Das anschließende Pressefoto sollte mit dem Hintergrund des Stadttheaters auf dem Balkon des Stadtverordnetensitzungssaales »geschossen« werden. Allerdings wurde an Ort und Stelle festgestellt, dass der nicht barrierefrei ist. Schon hohe Stufen befinden sich links und rechts kurz hinter der Eingangstür.

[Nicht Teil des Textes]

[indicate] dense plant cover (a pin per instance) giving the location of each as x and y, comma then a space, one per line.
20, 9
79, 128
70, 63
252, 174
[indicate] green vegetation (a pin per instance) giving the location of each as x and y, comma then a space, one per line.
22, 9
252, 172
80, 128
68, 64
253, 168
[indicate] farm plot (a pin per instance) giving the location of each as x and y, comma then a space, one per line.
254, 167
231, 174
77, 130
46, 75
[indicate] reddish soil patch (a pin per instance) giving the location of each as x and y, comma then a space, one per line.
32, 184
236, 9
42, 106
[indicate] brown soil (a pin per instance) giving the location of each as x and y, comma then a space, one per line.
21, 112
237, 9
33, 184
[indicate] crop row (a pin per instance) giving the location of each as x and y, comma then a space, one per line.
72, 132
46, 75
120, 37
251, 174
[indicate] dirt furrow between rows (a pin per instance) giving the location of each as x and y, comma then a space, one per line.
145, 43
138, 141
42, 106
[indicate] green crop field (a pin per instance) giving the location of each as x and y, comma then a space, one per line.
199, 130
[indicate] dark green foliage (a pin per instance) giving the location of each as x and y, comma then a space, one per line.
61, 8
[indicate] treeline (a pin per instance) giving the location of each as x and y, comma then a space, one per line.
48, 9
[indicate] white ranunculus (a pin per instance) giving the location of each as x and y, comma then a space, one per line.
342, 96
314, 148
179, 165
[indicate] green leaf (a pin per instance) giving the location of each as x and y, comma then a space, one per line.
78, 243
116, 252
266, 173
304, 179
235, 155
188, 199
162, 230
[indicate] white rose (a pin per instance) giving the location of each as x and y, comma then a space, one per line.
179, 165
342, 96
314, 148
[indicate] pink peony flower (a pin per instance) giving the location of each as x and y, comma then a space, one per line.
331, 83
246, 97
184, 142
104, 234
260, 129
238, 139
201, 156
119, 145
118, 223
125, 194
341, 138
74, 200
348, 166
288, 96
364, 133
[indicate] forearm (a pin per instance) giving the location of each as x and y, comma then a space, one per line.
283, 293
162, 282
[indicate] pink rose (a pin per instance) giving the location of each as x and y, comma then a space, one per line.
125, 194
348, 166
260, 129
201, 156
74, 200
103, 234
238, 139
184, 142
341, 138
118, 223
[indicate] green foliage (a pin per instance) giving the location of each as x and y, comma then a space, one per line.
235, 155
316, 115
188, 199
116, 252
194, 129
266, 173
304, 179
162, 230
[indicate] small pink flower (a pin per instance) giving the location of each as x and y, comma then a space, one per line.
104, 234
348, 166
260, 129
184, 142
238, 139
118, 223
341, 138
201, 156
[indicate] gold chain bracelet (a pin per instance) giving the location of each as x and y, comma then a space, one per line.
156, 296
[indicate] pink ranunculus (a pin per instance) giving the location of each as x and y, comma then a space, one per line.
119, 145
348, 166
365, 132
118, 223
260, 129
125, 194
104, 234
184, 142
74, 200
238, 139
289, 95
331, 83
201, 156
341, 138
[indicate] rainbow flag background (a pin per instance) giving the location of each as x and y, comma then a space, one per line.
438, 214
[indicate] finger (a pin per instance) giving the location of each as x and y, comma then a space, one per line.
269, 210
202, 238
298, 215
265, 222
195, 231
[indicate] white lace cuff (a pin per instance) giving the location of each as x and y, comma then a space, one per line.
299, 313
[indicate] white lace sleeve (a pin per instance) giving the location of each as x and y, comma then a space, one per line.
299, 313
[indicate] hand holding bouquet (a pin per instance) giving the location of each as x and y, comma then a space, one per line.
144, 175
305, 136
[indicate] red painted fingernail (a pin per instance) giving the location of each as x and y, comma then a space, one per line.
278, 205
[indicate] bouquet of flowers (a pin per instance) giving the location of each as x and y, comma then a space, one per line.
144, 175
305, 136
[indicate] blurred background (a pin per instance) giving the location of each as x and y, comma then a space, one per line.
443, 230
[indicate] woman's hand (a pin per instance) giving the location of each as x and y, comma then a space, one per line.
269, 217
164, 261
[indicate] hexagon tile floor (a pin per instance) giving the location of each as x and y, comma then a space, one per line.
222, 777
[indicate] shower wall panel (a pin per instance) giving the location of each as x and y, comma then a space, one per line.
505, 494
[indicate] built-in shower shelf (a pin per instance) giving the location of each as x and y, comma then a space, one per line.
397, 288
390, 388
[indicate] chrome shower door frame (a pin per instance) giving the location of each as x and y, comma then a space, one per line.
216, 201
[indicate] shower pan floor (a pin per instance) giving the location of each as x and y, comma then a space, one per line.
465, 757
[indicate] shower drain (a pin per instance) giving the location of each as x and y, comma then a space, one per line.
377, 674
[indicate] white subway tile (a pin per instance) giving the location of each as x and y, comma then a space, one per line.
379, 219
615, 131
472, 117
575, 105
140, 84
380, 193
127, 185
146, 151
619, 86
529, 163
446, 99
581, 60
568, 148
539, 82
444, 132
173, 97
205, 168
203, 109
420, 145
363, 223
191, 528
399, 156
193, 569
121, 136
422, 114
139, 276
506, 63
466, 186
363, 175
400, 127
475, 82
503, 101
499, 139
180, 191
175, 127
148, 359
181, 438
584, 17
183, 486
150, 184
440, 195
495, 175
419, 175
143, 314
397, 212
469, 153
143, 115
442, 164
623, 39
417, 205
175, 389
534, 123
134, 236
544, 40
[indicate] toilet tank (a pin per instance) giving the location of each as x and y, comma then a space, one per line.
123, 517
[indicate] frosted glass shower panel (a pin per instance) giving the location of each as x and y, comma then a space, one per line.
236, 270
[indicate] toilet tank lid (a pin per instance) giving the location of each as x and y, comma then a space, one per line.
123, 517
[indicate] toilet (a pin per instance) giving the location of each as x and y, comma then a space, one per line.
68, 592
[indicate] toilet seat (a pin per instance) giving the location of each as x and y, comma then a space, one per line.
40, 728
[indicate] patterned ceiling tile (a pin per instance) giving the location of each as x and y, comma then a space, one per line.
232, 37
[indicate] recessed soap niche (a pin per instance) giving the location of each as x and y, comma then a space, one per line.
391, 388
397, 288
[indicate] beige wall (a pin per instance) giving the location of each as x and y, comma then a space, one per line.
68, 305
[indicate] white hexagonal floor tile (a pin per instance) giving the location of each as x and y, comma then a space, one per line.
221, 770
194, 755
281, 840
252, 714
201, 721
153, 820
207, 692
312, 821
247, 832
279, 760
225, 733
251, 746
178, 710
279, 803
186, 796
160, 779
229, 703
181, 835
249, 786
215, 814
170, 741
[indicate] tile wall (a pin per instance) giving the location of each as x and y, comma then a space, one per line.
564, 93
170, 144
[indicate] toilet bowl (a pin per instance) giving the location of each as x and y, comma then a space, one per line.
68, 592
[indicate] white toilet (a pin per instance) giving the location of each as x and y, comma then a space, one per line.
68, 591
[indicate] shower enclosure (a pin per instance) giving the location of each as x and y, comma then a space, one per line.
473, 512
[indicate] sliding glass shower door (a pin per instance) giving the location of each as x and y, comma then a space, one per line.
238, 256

So musste Groß in seinem Rollstuhl einen Umweg über den Seiteneingang nehmen. Doch auch auf den Balkon zu gelangen, war für ihn nicht möglich. Eine Stufe war im Weg und zu hoch. So wurde umdisponiert und direkt vor dem Stadttheater fotografiert. Hier kann man zwar durch seitliches Umfahren mit dem Rollstuhl oder Rollator zum Haupteingang gelangen. Doch dann ist Schluss. Ein Mobilitätsbehinderter wie der städtische Behindertenbeauftragte Samuel Groß wird sich noch eine ganze Weile ausgegrenzt fühlend gedulden müssen, bis es ihm und seinesgleichen durch einen Aufzug ermöglicht wird, hoch in den Theatersaal gelangen zu können - zur gesellschaftlichen Teilhabe am kulturellen Leben.